Il existe d'autres indices pour évaluer l'accumulation de plaque et l'inflammation des poches parodontales (indice de plaque, indice gingival, etc.), mais ceux-ci sont principalement utilisés pour les thérapies visant à réduire la plaque et la gingivite, où ces indices deviennent le principal critère d'évaluation de l'étude, ce qui n'est clairement pas le cas dans les études régénératives.

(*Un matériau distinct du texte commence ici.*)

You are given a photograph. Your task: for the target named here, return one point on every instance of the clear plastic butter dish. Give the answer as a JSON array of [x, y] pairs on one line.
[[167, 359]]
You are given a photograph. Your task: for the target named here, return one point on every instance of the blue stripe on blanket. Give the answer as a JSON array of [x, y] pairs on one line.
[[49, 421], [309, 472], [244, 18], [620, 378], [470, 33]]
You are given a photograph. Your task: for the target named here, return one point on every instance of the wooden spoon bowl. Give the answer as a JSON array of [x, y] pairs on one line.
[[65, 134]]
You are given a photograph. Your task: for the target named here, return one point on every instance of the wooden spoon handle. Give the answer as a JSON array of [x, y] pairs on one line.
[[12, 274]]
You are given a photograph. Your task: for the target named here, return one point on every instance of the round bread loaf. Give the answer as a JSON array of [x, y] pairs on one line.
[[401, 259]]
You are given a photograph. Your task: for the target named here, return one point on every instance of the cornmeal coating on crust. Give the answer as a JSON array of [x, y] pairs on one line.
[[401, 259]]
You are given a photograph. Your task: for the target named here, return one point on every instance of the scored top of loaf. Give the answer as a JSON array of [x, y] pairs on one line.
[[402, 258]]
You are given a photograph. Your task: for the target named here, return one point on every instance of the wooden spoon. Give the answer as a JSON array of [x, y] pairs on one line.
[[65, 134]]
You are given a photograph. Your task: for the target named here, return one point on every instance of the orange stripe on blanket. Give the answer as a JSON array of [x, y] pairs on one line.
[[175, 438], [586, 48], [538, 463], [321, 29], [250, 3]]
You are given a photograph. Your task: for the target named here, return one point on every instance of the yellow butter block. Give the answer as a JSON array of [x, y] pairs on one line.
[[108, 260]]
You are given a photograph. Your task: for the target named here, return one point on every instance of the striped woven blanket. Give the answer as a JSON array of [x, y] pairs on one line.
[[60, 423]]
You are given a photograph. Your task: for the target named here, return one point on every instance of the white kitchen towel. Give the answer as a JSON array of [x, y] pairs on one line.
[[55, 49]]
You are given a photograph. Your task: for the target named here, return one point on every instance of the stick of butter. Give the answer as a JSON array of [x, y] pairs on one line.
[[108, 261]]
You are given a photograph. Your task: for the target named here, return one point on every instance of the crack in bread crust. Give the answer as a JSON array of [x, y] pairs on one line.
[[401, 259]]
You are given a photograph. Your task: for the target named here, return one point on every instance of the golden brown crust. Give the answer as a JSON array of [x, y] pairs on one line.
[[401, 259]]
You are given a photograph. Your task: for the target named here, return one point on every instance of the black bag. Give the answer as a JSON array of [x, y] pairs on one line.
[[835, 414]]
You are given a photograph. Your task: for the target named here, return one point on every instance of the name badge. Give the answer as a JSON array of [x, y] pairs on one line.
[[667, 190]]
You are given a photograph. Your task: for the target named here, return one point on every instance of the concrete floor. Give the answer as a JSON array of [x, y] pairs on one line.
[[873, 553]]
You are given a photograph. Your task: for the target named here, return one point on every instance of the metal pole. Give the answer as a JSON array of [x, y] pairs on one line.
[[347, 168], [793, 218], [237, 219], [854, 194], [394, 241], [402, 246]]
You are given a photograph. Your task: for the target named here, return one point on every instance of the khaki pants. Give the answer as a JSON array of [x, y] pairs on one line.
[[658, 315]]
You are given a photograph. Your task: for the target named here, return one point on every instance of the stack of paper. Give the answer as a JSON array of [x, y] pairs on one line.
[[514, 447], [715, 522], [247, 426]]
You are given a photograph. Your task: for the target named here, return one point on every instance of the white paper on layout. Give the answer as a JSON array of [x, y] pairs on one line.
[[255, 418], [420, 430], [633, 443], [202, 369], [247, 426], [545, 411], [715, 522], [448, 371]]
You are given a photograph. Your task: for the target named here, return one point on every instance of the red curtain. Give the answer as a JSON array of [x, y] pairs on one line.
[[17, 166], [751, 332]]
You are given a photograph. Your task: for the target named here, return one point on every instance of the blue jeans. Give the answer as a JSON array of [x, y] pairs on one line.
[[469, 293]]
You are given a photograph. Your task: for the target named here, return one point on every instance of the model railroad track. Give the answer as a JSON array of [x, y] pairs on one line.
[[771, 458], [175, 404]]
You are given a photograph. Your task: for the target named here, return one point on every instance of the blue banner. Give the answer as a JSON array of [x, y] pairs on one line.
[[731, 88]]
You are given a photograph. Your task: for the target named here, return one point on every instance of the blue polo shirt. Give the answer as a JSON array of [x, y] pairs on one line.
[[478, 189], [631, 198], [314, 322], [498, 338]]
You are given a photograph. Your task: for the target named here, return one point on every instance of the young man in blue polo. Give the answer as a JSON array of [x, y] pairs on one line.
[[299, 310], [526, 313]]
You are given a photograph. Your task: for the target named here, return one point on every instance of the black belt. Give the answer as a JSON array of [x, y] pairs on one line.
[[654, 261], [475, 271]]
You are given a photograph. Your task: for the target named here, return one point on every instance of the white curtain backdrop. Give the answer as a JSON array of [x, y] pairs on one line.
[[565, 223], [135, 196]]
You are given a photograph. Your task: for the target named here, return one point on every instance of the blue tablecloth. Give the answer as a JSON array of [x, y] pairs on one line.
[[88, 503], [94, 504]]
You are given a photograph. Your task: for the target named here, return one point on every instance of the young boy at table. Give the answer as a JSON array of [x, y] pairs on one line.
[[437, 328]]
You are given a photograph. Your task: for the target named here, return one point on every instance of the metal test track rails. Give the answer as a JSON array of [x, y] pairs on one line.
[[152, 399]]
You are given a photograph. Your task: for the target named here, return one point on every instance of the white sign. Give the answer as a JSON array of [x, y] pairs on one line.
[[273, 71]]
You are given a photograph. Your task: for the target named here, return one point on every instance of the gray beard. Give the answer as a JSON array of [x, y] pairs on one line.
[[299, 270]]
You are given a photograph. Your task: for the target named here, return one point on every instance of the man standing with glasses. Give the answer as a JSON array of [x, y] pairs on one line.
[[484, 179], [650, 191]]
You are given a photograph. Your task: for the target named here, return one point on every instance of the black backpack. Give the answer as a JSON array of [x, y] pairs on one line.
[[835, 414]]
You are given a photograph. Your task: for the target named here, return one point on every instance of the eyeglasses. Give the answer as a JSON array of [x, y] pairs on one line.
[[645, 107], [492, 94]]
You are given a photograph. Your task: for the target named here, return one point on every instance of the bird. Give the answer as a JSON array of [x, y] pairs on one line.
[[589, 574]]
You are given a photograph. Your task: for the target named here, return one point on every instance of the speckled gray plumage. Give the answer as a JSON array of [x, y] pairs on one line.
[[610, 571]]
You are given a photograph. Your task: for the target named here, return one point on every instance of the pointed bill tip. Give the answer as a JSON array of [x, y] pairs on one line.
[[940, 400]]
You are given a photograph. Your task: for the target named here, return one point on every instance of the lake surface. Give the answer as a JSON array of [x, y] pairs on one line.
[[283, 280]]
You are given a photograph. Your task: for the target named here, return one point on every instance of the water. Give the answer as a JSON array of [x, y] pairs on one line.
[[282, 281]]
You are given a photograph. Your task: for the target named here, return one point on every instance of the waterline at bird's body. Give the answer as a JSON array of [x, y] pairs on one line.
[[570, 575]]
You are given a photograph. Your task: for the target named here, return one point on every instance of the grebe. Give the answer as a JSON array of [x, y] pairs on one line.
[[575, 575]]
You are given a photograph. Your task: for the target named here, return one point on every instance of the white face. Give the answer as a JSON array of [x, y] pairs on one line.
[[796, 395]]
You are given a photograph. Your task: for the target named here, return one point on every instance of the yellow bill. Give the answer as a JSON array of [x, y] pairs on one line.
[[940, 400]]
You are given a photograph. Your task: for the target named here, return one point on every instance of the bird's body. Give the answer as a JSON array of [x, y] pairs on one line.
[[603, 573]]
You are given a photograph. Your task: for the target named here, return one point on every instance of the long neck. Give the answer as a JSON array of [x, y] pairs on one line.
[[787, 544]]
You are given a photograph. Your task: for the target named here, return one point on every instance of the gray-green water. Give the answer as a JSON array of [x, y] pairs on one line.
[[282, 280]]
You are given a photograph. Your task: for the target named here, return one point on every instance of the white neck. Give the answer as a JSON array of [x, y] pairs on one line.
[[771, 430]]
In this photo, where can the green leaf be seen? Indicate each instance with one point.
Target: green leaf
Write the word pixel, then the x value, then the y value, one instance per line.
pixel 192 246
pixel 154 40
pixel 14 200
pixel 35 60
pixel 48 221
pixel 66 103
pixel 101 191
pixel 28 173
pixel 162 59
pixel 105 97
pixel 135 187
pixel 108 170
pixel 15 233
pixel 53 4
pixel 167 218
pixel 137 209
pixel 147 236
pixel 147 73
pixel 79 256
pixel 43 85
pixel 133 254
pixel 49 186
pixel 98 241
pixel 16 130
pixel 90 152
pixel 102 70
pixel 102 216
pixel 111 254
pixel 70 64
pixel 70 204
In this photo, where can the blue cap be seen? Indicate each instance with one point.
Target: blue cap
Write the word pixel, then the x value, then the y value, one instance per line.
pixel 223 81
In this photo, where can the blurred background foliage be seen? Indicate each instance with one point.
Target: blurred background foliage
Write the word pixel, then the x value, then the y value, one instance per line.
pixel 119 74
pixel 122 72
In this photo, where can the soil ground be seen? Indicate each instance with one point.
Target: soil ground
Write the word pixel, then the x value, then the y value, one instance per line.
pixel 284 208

Un autre facteur important est le tabagisme du patient. Idéalement, les participants à l'étude devraient être non-fumeurs ; si cela n'est pas possible, le tabagisme doit être pris en compte lors de la randomisation afin d'assurer un nombre équilibré de fumeurs dans les groupes de traitement.
Le choix de la technique et de la méthodologie chirurgicales est un autre facteur important. Il existe des techniques chirurgicales spécifiques pour les procédures régénératives qui visent principalement à préserver les tissus interdentaires. Ces techniques doivent être clairement décrites dans le protocole de recherche, et une formation et un étalonnage appropriés doivent être effectués avant le début de l'étude.
Un autre facteur important est la catégorie de défaut. En particulier, dans les études sur la régénération parodontale qui examinent différentes approches de traitement des défauts infra-alvéolaires, l'anatomie du défaut peut influencer le résultat de la régénération. Par conséquent, la mesure de cette anatomie doit être utilisée comme indicateur secondaire. Elle est généralement réalisée en peropératoire en mesurant directement le défaut à l'aide d'une sonde parodontale après un nettoyage minutieux de la lésion. Ces mesures doivent inclure le nombre de parois osseuses délimitant le défaut, sa composante infra-alvéolaire et son angulation. La composante infra-osseuse du défaut, ainsi que son angulation, peuvent également être mesurées radiographiquement, bien que la précision de ces mesures exige une technique radiographique de qualité.
4. Conclusion
En résumé, les études cliniques sur la régénération parodontale doivent prendre en compte de nombreux facteurs pour obtenir des résultats fiables et pertinents. La catégorie de lésion, le choix de la technique et de la méthodologie chirurgicales, ainsi que les habitudes tabagiques des patients jouent un rôle crucial. De plus, les critères d'évaluation secondaires, tels que l'accumulation de plaque et la gingivite, doivent être évalués avec soin, car ils peuvent influencer significativement les résultats de l'étude. Ces facteurs contribuent à garantir l'efficacité et la sécurité des méthodes de traitement étudiées et, en définitive, à améliorer la santé parodontale des patients.